Josh Wolk
October 01, 2000 AT 12:00 PM EDT

”Big Brother” ends with a whimper

After the first week of ”Big Brother,” when most viewers had abandoned it in favor of more rewarding pursuits — like, say, doing jumping jacks with underwear filled with broken glass — I made a vow to see the series through to its end. After all, being able to claim that I had seen this historic televised misstep in its entirety would come in handy someday when I have children, and they’re sitting around complaining about, for example, how awful ”The New Johnny Lipnicki Variety Hour” is. I will gather them around me, and say, ”So you think that’s bad? Come a little closer and I’ll tell you about the time I spent 14 weeks watching ‘Big Brother.”’ Oh, the respect I’ll receive.

But sticking with it until the end was hardly easy, especially considering the abominable moments I had to endure over the final two weeks. Just try to leave a TV on while watching roofer George misspell ”Ma” and slowly lose whatever sanity he originally squeezed into his shingle size brain. And then there was the footage of ”All Perky All the Time” Brittany (whose glittered/ splattered face looked like a Jackson Pollock canvas if he had had a ”sparkly” phase) on her first acting audition, where her nuance free Minnesotan Valley Girl inflection made me glad she hadn’t read from a scene from ”Sophie’s Choice.”

And then there was Jamie’s expulsion, where in subsequent interviews — one on ”Big Brother,” one on the CBS’ ”Early Show” — Julie Chen collected any journalistic ability she could find under the cushions of the sofa her ”Big Brother” paycheck bought her, but still could not wrench an honest answer out of the lip gloss spackled beauty queen. By the end of the series I had to surround my own television with chicken wire so I could not reflexively kick it in.

Finally, last Friday, it ended, with Eddie the victor. When Chen finally made the announcement, with Frat Boy Supreme Josh getting second and the Guffawing Wonder Curtis taking third, I was filled with neither joy nor surprise nor anger nor gastric distress. The only feeling I emerged with was relief that it was over, and a vague distaste for how I had spent my summer. What incentive was there for caring who won? Unlike ”Survivor,” there was no ”man you love to hate.”

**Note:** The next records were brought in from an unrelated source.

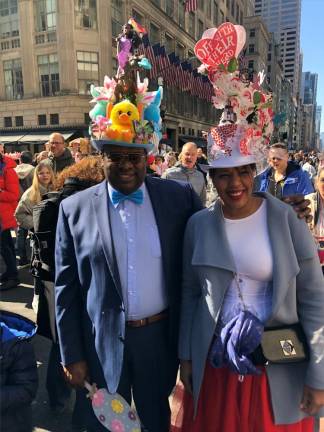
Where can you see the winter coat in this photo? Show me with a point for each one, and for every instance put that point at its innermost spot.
(297, 181)
(46, 307)
(193, 176)
(25, 174)
(24, 210)
(18, 378)
(61, 162)
(9, 193)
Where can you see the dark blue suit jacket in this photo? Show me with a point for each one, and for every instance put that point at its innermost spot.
(89, 306)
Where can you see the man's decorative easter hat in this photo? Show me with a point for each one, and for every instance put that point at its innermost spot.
(126, 114)
(246, 126)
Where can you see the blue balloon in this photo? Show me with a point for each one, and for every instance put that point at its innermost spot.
(145, 64)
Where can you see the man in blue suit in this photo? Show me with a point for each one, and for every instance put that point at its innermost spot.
(118, 279)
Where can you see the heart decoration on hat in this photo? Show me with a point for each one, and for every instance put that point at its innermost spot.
(112, 411)
(219, 45)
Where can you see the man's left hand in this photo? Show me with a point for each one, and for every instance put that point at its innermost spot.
(312, 400)
(300, 205)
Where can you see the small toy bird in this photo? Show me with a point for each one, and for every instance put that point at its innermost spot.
(121, 118)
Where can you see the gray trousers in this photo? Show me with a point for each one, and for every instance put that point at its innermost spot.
(148, 376)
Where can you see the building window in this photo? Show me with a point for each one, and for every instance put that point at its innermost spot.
(19, 120)
(45, 15)
(137, 17)
(169, 43)
(9, 20)
(154, 34)
(200, 28)
(88, 70)
(117, 20)
(85, 13)
(87, 119)
(54, 119)
(215, 19)
(181, 15)
(42, 119)
(192, 30)
(48, 70)
(180, 51)
(170, 8)
(7, 122)
(13, 77)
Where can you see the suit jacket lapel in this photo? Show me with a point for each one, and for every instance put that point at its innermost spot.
(100, 203)
(161, 220)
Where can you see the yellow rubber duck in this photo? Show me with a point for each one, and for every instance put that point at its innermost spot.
(122, 116)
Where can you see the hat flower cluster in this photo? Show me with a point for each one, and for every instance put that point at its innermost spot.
(247, 105)
(125, 113)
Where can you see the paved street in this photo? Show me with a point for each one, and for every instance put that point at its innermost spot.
(20, 301)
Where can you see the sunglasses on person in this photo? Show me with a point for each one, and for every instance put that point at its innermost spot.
(133, 158)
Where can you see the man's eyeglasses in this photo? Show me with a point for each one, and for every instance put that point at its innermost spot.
(133, 158)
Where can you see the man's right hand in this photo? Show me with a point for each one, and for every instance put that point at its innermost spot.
(186, 375)
(76, 373)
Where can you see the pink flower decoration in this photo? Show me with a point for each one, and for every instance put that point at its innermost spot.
(98, 399)
(132, 415)
(117, 426)
(101, 122)
(102, 418)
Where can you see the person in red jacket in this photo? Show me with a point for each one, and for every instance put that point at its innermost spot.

No, they were all the man (or woman) you felt indifferent to being indifferent to. Sure, I have mixed feelings about Eddie winning. Yes, he technically deserved the money since he had medical bills to pay. But if you take his tragic story of losing a leg to cancer, you were left with a guy whose behavior veered toward the unrewardable. Wasn’t it he who once hopped around a stone faced African American Cassandra banging pots and doing what sure looked like a parody of a tribal dance, and who later discussed the pleasure clotheslining Jamie would give him? Kind of puts a bad taste in your mouth that you couldn’t get out with a $500,000 toothbrush.

But looking at his competition, no one else deserved to be the victor either, for the main reason that nobody since Will Mega (the first one out) ever copped to actually wanting to win (preferring to blather on about enjoying the ”experience”), something unforgivable in a game show contestant. As Gene Rayburn, host of ”Match Game,” might say, these phonies made me want to shove their radio mikes up their Blanks. At the end I had a faint preference for Curtis, if only because he was the only one of the finalists who admitted to wanting to win (Oh, the hubris!). But even that admission was couched by rapid fire disclaimers that everyone else deserved it too. If he can’t stand tall and demand the prize, the hell with him.

Yet there IS still one ”Big Brother” moment that I am looking forward to, more than any banishment or nomination episode. I am salivating for the day I hear an enormous thud emanating from Los Angeles, which will be the noise made when all of the housemates’ showbiz dreams collectively plummet to the ground. Because even in an industry built on vacuity, there is no room for slates as blank as theirs. Oh, the irony: While each of them refused to disagree on camera for fear that a little ”attitude” would ruin their images and hurt their future showbiz opportunities, the resulting blandness made them eminently unmemorable and uncastable. So if I ever see Jamie on the street, her face streaked with mascara running from tears that only the news that you’ve been rejected for a guest hosting gig on USA’s ”Strip Poker” can elicit, then and only then will ”Big Brother” make me feel the thrill of life.